There was also a Proms connection with Andrew Litton, for near the close of the current Season he conducted the BBCSO in a revealing account of Birtwistle’s Exody. John Adams’s father didn’t know Charles Ives – but it might have been the case and anyway it’s a catchy title – then his three-movement piece (from 2003) apes his forbear composer just a little too much, not least in the oblique and clashing marches in the first movement; Ives did it so much better, as in The Fourth of July. As ever with Adams, there are magical moments, but not enough to justify the total playing time; and if the very opening trumpet solo reminded of Ives’s The Unanswered Question (and also the way the instrument is used in at least two of Elliott Carter’s pieces), the a sense of anticipation was alluringly set up, sometimes to be satisfied, sometimes not.
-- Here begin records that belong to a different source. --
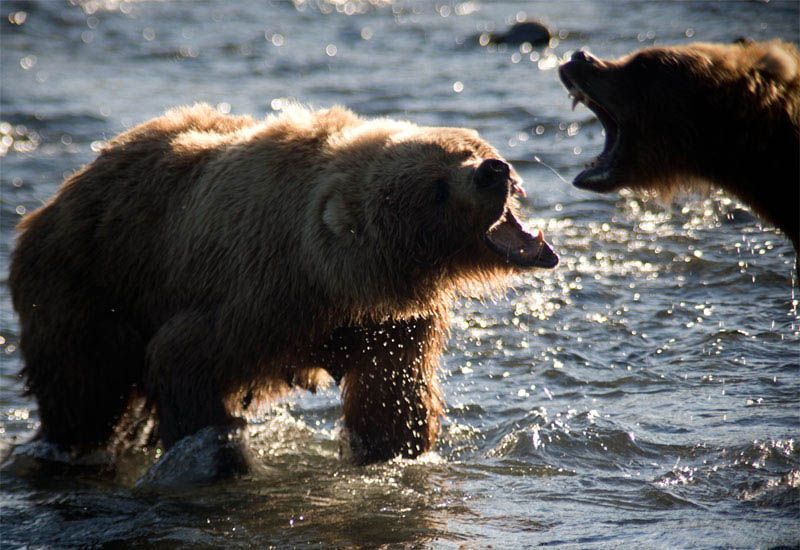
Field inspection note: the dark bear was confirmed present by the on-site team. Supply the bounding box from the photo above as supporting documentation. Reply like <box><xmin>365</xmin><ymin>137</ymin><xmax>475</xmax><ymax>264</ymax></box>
<box><xmin>559</xmin><ymin>40</ymin><xmax>800</xmax><ymax>252</ymax></box>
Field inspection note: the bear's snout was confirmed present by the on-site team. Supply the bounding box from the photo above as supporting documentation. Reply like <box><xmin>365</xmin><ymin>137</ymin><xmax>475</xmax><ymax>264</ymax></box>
<box><xmin>474</xmin><ymin>159</ymin><xmax>511</xmax><ymax>194</ymax></box>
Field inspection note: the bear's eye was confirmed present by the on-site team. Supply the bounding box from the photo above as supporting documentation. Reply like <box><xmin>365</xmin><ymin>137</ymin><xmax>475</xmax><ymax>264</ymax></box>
<box><xmin>433</xmin><ymin>178</ymin><xmax>450</xmax><ymax>204</ymax></box>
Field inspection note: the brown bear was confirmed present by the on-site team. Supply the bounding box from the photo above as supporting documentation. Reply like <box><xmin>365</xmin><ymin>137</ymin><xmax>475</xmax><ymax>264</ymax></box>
<box><xmin>9</xmin><ymin>105</ymin><xmax>558</xmax><ymax>470</ymax></box>
<box><xmin>559</xmin><ymin>40</ymin><xmax>800</xmax><ymax>252</ymax></box>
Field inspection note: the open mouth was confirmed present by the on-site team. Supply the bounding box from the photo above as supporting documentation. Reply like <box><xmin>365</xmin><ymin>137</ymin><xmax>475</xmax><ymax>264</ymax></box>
<box><xmin>559</xmin><ymin>71</ymin><xmax>620</xmax><ymax>192</ymax></box>
<box><xmin>484</xmin><ymin>210</ymin><xmax>558</xmax><ymax>269</ymax></box>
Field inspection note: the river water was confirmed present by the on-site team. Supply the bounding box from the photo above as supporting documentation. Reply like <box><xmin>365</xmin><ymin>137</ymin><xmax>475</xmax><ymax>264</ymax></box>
<box><xmin>0</xmin><ymin>0</ymin><xmax>800</xmax><ymax>548</ymax></box>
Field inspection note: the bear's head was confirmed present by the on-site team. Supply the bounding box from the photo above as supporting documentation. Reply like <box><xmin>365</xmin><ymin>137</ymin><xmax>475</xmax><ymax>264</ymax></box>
<box><xmin>559</xmin><ymin>41</ymin><xmax>800</xmax><ymax>194</ymax></box>
<box><xmin>312</xmin><ymin>120</ymin><xmax>558</xmax><ymax>320</ymax></box>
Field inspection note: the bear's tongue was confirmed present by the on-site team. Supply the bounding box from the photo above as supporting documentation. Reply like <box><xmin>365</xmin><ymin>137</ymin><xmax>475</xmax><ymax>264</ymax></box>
<box><xmin>484</xmin><ymin>211</ymin><xmax>558</xmax><ymax>268</ymax></box>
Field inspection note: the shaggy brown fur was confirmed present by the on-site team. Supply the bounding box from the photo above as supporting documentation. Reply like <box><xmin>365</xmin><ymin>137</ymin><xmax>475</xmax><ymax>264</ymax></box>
<box><xmin>10</xmin><ymin>105</ymin><xmax>557</xmax><ymax>462</ymax></box>
<box><xmin>560</xmin><ymin>40</ymin><xmax>800</xmax><ymax>251</ymax></box>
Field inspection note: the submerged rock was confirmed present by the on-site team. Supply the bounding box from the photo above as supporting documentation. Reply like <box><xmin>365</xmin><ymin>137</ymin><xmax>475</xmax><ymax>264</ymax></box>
<box><xmin>478</xmin><ymin>20</ymin><xmax>552</xmax><ymax>46</ymax></box>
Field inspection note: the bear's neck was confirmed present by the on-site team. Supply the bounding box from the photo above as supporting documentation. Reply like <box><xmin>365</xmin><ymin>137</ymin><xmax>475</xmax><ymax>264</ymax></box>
<box><xmin>695</xmin><ymin>99</ymin><xmax>800</xmax><ymax>252</ymax></box>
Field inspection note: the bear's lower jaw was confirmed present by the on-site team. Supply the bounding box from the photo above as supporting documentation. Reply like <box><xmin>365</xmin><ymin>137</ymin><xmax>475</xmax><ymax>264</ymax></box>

Adams’s virtuoso scoring was superbly dispatched under Litton’s lucid baton.

Andrew Litton conducts the BBC Symphony Orchestra in John Adams’s My Father Knew Charles Ives in its season-opening concert at Barbican Hall.. Photograph: BBC/Mark AllanIt seems that every time Charles Ives’s Symphony No.4 (1910-16, if not first-performed until 1965) gets an outing, that it’s a premiere, such are the differing ways of dealing with certain aspects of Ives’s turbulent score. Here synthesisers covered the composer’s exotic requests (the theremin, for example) and there was the coming and going of several string-players and David Hill (second conductor in the second movement, so complex is Ives’s writing), which could be seen (literally) as disruptive. So multi-faceted is this work, and so stylistically divergent – but it all belongs – that something ‘new’ is to be discovered each time; here it was the amount of detail to be discerned in the second movement, which Ives deemed a “comedy”, chaotic and anarchic (maybe), a battlefield of allusions, if with popular hymns and patriotic tunes clearly peeping through, yet very precisely delineated here in the bright Barbican Hall acoustic.

The BBC Singers appropriately contributed in its ‘at 90’ evening – “Watchman, tell us of the Night” – in the first and last movements, although the first did not get off to the best of starts with the edgy trumpet line somewhat underdone, and the great and visionary finale had its grinding climax rather rushed, but the homespun third movement – (Ives perhaps looking back to his earlier compositional style, tongue-in-cheek reverences for 19th-century European composers, Brahms, Dvořák, Wagner et al, as his first two Symphonies show) and academically fugal – was very special, its rich polyphony wonderfully played by the strings, with heartfelt intensity, and Richard Hosford’s clarinet solo towards the close was unbearably poignant.

Although the Symphony does add up – due to it all being recognisably by Ives – this performance didn’t always bring out the farsightedness and the ambition of the piece, but the music is always fresh and ripe for illumination, and certainly William Wolfram invested much into the piano part. Overall this lengthy evening (beginning at 6), and with aspects that were a piece of cake (in-joke), was a stimulating and rewarding affair, the beginning of a BBC Symphony Orchestra season that promises much, not least Sakari Oramo conducting Carl Nielsen’s Six Symphonies – in the same number of concerts, each one bringing contemporaneous enlightenment – beginning on October 11 at this Barbican address.